They manage to determine the structure of the RAF1 protein, what could be key in the creation of new drugs Against the lung cancer.
Specifically, it It is a therapeutic target against the KRAS oncogene-associated tumors.
These oncogenes (genes that, when mutated, cause cancer) are responsible for a quarter of all human tumorsincluding the three tumor types with the highest mortality: lung adenocarcinoma, colorectal carcinoma and ductal adenocarcinoma of the pancreas.
Although KRAS oncogenes were discovered by the Barbacid group four decades agothe first drug against them (sotorasib, from Amgen) alone has been approved in the United States just over a year ago.
Despite this, the clinical impact of sotorasib is limitedbecause it only works against tumors carrying one of multiple mutations present in KRAS oncogenes.
Furthermore, patients treated with this drug develop resistance within a few months of treatment.
RAF1 AND ADENOCARCINOMA OF THE LUNG
Beyond the development of drugs against KRAS, one of The most active areas of research at this time consist in identifying protein inhibitors, such as RAF1, responsible for transmitting KRAS oncogenic signals.
In this sense, the laboratory of Mariano Barbacid, using genetically modified mouse models that faithfully reproduce the human lung adenocarcinomasshowed four years ago that the deletion of RAF1 protein induced regression of most tumors without cause significant toxicities.
OBJECTIVE: DEGRADE RAF1
These observations have generated enormous interest in obtaining pharmaceuticals capable of degrading RAF1. The results, published in the journal ‘Molecular Cell‘, open a window of opportunity to design RAF1 degraders that, either alone or in combination with KRAS inhibitors, can generate a significant effect therapeutic in patients with lung adenocarcinoma induced by KRAS oncogenes.

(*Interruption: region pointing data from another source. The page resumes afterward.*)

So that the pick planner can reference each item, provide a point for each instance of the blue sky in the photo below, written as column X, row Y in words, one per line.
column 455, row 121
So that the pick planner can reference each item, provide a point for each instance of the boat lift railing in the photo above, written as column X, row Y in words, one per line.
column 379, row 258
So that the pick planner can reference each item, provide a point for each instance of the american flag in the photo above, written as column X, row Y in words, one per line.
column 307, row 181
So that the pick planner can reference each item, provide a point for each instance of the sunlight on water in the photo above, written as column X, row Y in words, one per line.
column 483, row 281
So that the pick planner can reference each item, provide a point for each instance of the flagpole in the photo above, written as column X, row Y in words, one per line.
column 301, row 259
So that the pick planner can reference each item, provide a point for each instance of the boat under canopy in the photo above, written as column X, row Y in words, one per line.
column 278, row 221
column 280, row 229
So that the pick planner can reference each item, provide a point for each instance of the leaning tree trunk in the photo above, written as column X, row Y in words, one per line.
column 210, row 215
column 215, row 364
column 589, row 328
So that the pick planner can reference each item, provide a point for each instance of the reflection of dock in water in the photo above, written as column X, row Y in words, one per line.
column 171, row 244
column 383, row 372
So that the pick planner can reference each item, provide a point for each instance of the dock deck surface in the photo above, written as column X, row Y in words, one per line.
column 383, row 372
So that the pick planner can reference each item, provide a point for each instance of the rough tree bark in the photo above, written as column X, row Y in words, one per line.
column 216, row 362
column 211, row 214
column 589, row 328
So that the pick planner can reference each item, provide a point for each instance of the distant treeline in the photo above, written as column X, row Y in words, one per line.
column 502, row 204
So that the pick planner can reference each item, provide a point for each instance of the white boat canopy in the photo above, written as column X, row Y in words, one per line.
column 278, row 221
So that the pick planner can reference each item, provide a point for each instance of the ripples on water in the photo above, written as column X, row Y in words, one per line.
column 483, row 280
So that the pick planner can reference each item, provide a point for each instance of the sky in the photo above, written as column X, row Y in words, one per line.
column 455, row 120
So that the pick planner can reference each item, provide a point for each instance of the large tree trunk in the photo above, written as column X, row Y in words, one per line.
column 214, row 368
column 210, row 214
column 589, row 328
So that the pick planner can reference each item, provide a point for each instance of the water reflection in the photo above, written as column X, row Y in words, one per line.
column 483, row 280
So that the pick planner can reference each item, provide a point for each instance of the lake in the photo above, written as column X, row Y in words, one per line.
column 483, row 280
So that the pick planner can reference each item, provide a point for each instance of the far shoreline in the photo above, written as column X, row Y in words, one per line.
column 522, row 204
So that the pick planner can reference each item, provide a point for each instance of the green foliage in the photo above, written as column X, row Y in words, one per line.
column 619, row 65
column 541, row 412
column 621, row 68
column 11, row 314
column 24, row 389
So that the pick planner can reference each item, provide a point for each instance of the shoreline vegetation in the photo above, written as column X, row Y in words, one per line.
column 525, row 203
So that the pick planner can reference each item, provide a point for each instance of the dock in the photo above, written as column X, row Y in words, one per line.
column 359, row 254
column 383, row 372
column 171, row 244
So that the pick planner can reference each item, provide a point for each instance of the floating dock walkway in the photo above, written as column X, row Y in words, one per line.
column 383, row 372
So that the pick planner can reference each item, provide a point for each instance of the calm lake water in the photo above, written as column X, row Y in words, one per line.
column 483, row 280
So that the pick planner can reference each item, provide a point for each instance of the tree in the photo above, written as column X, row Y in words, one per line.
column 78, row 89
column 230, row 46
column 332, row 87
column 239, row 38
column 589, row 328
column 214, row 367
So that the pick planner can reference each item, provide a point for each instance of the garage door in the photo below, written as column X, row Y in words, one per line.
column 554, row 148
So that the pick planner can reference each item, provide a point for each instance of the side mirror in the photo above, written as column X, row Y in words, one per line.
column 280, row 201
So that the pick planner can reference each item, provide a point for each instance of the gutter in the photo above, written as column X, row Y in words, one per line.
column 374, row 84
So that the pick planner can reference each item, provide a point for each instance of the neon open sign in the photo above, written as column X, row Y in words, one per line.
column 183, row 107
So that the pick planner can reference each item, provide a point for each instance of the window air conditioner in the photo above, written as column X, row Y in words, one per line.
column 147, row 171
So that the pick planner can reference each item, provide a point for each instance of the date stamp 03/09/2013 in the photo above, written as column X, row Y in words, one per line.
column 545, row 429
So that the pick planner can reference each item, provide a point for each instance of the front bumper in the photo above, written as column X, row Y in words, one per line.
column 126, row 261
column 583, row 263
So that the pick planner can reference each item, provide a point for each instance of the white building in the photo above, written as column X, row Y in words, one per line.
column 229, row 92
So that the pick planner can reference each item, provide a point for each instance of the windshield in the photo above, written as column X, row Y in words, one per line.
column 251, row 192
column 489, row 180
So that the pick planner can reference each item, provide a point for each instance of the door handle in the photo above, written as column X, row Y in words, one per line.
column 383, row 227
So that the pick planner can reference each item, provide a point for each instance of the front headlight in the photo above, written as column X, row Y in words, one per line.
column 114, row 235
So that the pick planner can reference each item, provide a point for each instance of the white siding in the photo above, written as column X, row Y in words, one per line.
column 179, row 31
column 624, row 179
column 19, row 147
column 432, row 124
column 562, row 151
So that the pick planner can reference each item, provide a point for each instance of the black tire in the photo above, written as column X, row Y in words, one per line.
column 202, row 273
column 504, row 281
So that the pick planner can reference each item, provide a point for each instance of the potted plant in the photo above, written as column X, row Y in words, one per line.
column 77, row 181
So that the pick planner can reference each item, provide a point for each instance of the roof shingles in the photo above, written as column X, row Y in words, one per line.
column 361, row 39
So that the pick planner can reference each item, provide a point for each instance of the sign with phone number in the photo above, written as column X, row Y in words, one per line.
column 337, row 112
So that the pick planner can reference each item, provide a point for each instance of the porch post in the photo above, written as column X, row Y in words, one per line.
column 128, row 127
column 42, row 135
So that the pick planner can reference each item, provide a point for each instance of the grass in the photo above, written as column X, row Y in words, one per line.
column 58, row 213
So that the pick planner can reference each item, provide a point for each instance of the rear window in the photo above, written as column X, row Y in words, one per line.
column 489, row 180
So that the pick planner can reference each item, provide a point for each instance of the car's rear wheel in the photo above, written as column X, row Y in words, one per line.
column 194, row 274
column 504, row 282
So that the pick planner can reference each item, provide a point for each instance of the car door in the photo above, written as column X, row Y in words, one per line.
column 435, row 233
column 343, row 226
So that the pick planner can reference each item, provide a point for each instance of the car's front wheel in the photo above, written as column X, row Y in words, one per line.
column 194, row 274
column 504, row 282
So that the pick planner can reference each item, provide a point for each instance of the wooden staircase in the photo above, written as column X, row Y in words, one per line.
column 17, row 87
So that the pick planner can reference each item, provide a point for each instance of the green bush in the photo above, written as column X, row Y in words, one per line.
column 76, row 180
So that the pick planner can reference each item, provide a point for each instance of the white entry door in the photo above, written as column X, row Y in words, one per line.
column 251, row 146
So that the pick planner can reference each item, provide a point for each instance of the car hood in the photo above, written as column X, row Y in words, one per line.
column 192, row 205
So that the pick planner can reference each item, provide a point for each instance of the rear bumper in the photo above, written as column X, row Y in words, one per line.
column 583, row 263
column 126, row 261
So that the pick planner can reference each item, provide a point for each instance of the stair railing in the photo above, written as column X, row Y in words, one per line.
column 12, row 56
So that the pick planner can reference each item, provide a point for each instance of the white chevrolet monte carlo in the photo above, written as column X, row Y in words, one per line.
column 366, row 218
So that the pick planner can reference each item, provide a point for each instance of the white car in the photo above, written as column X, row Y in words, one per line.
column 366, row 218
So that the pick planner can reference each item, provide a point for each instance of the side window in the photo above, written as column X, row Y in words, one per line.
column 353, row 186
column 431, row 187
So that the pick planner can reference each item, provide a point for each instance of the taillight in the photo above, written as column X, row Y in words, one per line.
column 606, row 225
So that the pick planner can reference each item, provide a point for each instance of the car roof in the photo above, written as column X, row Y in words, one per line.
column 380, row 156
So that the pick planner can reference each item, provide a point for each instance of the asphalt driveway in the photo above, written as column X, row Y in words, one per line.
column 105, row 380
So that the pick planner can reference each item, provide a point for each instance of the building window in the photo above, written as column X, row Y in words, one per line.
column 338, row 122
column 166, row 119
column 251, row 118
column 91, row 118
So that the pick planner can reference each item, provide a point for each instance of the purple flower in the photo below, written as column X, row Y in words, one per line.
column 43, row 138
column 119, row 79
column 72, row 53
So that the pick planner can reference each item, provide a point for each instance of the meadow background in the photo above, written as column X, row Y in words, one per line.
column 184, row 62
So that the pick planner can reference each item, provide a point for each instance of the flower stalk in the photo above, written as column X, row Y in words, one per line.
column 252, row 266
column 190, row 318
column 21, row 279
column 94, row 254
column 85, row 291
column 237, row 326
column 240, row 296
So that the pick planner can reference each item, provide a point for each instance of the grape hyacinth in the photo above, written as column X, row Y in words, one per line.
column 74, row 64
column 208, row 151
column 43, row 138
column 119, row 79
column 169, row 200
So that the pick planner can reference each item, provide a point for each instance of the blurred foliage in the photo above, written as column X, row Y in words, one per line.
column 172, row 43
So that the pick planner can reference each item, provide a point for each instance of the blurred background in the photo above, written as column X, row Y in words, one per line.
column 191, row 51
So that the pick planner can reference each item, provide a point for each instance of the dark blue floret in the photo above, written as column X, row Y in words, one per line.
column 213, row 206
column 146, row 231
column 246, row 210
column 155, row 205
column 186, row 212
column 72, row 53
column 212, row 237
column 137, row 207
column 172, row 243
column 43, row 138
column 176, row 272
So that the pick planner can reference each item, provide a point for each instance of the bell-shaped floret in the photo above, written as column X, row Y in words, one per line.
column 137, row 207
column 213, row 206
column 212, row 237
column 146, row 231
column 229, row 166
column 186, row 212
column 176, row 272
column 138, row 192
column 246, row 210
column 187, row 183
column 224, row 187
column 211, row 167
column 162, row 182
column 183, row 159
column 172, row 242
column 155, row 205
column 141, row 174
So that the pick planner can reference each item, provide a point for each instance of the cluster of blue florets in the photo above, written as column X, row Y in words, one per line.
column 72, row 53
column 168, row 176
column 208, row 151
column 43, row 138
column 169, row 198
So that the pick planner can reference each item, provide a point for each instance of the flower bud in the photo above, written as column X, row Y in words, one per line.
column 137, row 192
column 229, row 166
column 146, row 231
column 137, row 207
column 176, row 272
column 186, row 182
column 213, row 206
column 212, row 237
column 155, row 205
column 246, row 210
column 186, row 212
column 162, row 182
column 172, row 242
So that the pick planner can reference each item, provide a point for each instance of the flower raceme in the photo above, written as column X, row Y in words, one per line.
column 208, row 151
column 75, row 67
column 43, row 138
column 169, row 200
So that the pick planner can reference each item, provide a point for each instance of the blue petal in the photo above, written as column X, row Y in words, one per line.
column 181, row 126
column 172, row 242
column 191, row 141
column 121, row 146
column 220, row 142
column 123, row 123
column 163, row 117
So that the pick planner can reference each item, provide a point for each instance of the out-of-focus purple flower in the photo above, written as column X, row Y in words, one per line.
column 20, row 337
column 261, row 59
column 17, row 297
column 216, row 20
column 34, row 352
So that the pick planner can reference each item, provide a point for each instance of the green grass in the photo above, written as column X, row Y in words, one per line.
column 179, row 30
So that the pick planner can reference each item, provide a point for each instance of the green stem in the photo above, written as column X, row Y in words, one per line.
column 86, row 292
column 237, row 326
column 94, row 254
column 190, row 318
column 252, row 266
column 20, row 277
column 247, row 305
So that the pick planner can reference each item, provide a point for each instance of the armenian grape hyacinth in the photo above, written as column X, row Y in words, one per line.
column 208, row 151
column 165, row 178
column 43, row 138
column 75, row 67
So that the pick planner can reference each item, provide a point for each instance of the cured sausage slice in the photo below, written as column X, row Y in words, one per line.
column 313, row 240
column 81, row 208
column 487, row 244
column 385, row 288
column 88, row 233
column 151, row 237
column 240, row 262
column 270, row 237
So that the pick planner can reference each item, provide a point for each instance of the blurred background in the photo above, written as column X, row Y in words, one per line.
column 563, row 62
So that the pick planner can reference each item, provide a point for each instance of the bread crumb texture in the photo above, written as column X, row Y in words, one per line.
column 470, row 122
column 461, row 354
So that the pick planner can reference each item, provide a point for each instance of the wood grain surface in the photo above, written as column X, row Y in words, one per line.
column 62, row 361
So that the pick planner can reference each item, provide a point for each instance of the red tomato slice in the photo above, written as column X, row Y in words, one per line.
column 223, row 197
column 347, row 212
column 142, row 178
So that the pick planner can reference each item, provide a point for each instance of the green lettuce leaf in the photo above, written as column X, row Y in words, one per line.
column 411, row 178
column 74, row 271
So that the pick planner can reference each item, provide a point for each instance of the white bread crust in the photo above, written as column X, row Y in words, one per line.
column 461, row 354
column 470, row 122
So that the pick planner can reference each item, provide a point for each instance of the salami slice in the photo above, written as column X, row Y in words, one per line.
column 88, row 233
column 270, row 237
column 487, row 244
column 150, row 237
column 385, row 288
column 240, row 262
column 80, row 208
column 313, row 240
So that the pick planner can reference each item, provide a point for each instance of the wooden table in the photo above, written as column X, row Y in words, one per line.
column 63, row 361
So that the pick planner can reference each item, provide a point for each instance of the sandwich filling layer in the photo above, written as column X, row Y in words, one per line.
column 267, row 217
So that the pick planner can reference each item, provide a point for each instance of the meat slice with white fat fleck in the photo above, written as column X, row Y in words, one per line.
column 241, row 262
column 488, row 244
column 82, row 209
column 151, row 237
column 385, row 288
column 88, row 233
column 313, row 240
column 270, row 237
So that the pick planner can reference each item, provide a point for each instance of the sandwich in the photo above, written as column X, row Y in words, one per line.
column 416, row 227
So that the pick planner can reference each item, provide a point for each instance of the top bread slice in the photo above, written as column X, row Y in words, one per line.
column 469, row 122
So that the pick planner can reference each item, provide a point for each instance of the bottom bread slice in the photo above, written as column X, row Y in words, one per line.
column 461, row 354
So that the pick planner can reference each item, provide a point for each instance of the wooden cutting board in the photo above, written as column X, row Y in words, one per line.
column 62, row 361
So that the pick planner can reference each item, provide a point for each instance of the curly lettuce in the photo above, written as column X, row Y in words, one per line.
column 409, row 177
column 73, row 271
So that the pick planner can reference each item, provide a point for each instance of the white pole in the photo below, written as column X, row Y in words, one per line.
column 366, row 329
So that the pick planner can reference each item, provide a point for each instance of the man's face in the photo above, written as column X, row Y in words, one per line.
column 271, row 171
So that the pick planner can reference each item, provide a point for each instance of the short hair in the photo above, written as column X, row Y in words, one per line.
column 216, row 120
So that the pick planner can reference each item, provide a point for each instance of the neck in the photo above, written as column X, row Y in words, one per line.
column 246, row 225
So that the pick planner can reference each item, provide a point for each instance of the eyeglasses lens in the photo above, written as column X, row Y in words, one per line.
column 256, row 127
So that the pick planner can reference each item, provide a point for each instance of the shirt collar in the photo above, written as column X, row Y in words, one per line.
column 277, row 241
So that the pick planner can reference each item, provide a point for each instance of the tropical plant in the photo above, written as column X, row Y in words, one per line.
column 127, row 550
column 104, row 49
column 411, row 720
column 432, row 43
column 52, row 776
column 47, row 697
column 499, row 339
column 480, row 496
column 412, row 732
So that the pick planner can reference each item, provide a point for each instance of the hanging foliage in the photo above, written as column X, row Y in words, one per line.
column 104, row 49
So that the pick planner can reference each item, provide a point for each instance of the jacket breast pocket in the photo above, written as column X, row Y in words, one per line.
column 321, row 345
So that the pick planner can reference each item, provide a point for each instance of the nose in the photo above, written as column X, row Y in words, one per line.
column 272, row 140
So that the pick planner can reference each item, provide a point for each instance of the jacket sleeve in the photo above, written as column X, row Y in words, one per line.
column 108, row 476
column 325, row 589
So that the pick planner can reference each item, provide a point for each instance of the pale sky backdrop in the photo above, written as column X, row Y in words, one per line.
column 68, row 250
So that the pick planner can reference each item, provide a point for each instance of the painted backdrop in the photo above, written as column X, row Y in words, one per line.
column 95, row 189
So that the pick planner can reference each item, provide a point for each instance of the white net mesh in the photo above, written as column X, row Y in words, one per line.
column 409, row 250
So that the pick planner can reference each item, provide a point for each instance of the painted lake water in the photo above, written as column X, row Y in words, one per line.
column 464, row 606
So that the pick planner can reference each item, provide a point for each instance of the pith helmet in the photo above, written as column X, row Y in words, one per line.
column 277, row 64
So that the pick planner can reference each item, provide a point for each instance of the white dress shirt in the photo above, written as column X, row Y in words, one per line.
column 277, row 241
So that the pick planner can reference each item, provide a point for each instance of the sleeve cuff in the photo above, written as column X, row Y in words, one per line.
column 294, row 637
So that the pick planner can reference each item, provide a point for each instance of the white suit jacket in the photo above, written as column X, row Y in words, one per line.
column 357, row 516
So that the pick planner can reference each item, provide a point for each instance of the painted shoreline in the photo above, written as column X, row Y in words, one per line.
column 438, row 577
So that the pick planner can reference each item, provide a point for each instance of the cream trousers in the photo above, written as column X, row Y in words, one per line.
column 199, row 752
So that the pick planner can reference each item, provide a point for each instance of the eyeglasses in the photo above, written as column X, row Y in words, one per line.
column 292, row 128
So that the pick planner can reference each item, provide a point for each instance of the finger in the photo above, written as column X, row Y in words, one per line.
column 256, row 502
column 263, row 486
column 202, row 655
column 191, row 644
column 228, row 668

Determining the three-dimensional structure of RAF1 is a key step in that goal, because it reveals the parts of the protein that a drug could target. chemically anchorand promote its destruction by the cellular machinery (the cell has cleaning mechanisms that are responsible for degrading the proteins that considered defective or useless).
“The information provided by this study opens up a range of options for developing drugs that manage to degrade RAF1”, says researcher Sara García-Alonso, from the CNIO. “It opens now a window of opportunity to design RAF1 degraders with an important therapeutic effect in patients with lung adenocarcinoma induced by KRAS oncogenes”, he adds.